パラリンピック 陸上女子走り幅跳び 高田が日本新で5位

東京パラリンピック陸上の女子走り幅跳び、視覚障害のクラスで36歳の高田千明選手は目指していたメダルには届きませんでしたが、みずからが持つ日本記録を更新して5位に入りました。

東京パラリンピックは27日、陸上女子走り幅跳び、視覚障害のクラスの決勝が行われ、高田選手など8人が出場しました。

選手たちは目が見えないため、「コーラー」と呼ばれる先導役の手拍子や掛け声で走る方向や踏み切りのタイミングなどを伝えてもらい跳躍します。

生まれたときから視覚に障害があり、18歳で視力を完全に失った高田選手は22歳から本格的に陸上を始め、パラリンピックは2大会連続の出場です。

高田選手は1回目の跳躍でみずからが持つ日本記録を5センチ更新する4メートル74センチをマークしましたが、その後の5回の跳躍では記録を伸ばせませんでした。

高田選手は目指していたメダルには届きませんでしたが、前回のリオデジャネイロ大会の8位を上回る5位に入りました。

金メダルは5メートルちょうどの記録をマークしたブラジルのシルバニア・コスタデオリベイラ選手で、前回大会から2連覇です。

高田「まだまだ上を目指して頑張りたい」

高田選手は「記録自体は悪くはないが、助走がうまくスピードにのれなかったので、もう少し記録がほしいという気持ちでいっぱいです。
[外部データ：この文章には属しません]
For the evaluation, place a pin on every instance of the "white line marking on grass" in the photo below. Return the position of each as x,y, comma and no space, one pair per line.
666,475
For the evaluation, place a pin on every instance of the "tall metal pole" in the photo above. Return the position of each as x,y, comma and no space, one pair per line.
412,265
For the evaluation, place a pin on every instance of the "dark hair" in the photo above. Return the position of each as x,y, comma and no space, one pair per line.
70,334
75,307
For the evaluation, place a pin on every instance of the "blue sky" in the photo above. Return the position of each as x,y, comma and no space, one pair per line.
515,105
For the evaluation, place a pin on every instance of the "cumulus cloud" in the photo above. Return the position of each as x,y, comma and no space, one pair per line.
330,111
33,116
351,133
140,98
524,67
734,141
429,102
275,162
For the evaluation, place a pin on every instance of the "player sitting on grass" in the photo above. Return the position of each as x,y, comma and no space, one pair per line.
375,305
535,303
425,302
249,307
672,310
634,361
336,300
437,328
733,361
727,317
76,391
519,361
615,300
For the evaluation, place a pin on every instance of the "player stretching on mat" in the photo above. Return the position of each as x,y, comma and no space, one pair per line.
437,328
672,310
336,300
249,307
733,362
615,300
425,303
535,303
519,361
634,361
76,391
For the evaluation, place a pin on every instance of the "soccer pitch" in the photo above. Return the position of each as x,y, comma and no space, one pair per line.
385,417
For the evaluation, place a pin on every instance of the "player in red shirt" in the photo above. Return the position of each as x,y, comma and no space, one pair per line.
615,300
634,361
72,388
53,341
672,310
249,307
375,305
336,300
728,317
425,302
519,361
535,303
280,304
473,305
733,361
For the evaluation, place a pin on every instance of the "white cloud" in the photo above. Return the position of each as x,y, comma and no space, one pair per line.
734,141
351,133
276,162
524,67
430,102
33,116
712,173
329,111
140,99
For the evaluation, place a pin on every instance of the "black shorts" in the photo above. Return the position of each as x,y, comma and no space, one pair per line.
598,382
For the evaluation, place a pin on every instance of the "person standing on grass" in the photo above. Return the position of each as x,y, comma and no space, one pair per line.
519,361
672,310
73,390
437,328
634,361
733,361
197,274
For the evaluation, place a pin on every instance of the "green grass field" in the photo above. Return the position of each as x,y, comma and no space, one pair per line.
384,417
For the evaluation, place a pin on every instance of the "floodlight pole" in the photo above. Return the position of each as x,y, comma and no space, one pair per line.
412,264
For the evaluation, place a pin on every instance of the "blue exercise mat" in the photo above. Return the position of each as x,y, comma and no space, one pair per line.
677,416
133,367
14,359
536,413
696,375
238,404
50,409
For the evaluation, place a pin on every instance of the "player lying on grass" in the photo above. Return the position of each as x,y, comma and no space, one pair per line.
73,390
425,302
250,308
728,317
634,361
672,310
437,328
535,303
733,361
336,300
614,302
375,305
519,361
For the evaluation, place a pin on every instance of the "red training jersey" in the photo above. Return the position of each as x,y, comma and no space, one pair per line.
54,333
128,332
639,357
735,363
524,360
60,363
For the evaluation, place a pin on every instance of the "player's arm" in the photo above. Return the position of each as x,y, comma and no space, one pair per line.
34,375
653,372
メダルと今回出したかった記録に届かなかったので、もう少し鍛錬が必要だと思います」と振り返りました。

そのうえで「大変な状況のなか、大会を開催できたことがうれしい。まわりで支えてくれて、大会に携わってくれた全員に『ありがとう』と言いたい。記録自体は伸びてきているので、まだまだ上を目指して頑張りたい」と話していました。

飛躍を支えた2人のオリンピアン

高田選手は念願のメダルには届かなかったものの前回のリオデジャネイロ大会の8位から順位を上げた背景には、支えてくれた2人のオリンピアンの存在がありました。

18歳の時に病気で視力を失った高田選手が競技を始めたのは9年前。前回のリオデジャネイロ大会の8位から東京大会でのメダル獲得に向けて2つのポイントを強化してきました。

その1つが助走のスピードアップです。陸上短距離でオリンピックに2回出場した大森盛一さんに指導を仰ぎました。スムーズに加速しトップスピードに入れるように歩き方から矯正し、上半身と下半身をうまく連動できるフォーム作りに取り組んできました。

大森さんは「この5年間でフォームもさらによくなり、スピードもついてきている。まっすぐ速く走れるから海外の選手と比べても助走を長くとることができるのは強みだと思う」と話します。

もう1つのポイントが跳躍のフォームの改善です。思い切り走って思い切り跳ぶことしかできなかったという高田選手は、助走をうまく跳躍につなげられないことが課題だと認識していました。

そこで訪ねたのがもう1人のオリンピアン、北京オリンピックに出場した井村久美子さんです。井村さんが持つ6メートル86センチの日本記録は今も破られていない女子走り幅跳びの第一人者です。

高田選手は東京から井村さんがいる三重県鈴鹿市まで2か月に1回通って指導を受けました。そこで指摘されたのが踏み切りの時に腰が引けてスピードを生かし切れていないことです。

高田選手は理想のフォームを理解するため井村さんが実演する体の状態をさわったり、直接、自分の体を動かしたりしてもらうことでイメージを共有していきました。大会直前までたびたび、井村さんのもとで合宿を行い、多いときには1日に200本の跳躍を続けて理想のフォームを体にしみこませました。

井村さんも「練習を積み重ねることで踏み切りの技術もレベルアップしているし、いい仕上がりだ」と太鼓判を押しました。

2人のオリンピアンの指導で成長を遂げた高田選手は「練習の成果を出せれば金メダルに届くと思う。走って跳ぶのは1人だが、大森さんと井村さんに支えてもらってこの舞台に立つ。集大成として自分の全力を見せたい」と意気込んでいました。